3. Apegos desorganizados/ desorientados: (5% ) cuando la incompetencia parental es severa, como por ejemplo en casi la totalidad de los niños-as que sufren malos tratos. Nos encontramos con diferentes estilos de respuestas desorganizadas por parte de los niños y que por las características de este trabajo no podemos mas que nombrar. (Vienen desarrolladas en el libro antes citado). En general, son niños que en el segundo año no han desarrollado la menor estrategia de búsqueda afectiva o de lucha contra la desesperación. Su mirada ausente y sus gritos imprevisibles trasmiten una sensación de extrañeza que desorienta al adulto.

A- Modelo de apego desorganizado- controlador:

- Punitivo agresivo

- Cuidador compulsivo

- Complaciente compulsivo

B- Modelo de apego desorganizado desapegado.

- Indiscriminado inhibido

- Indiscriminado desinhibido.

Este tipo de clasificaciones, entiendo que nos sirven como cartografías a partir de las cuales podemos orientarnos mejor a la hora de comprender determinados comportamientos. Sin embargo, me da la impresión que como casi todas las clasificaciones que funcionan en psicología, no podemos pensar en que hay tipos puros sino que todas las personas tenemos seguramente aspectos de todas las formas de apego en mayor o menor medida, aunque haya alguno más dominante. Es decir, que si suponemos por ejemplo, que tenemos esa base segura de apego en un 77% del conjunto de nuestra personalidad y respondemos de esa manera (en un 77% de los casos) a las situaciones a las que nos enfrentamos; entiendo que habrá también en nosotros, ante determinadas situaciones también actitudes evitativas, supongamos por ejemplo, en un 10% de los casos; en otros momentos adoptaremos respuestas más ansiosas en el 9% de los casos; e incluso, adoptaremos actitudes más patológicas ante situaciones más altamente estresantes adquiriendo cualesquiera de las conductas desorganizadas ocupando esta vez un 4% de la personalidad.

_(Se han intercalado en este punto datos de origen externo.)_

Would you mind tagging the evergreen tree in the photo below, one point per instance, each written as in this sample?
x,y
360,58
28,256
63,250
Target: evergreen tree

Es decir que aunque haya una base segura y una buena autoconfianza en esa persona que imaginamos, y que por ello, no desarrolle graves conflictos que le lleven a solicitar ayuda terapéutica en su vida. Puede ser relativamente evitativa en sus relaciones sociales; o tener respuestas más del estilo de apego ambivalente-ansioso, sobre todo en sus relaciones con el sexo opuesto, por ejemplo; e incluso llegar a ser extremadamente complaciente en sus relaciones con el jefe, o punitivo agresivo en determinadas situaciones de su vida familiar.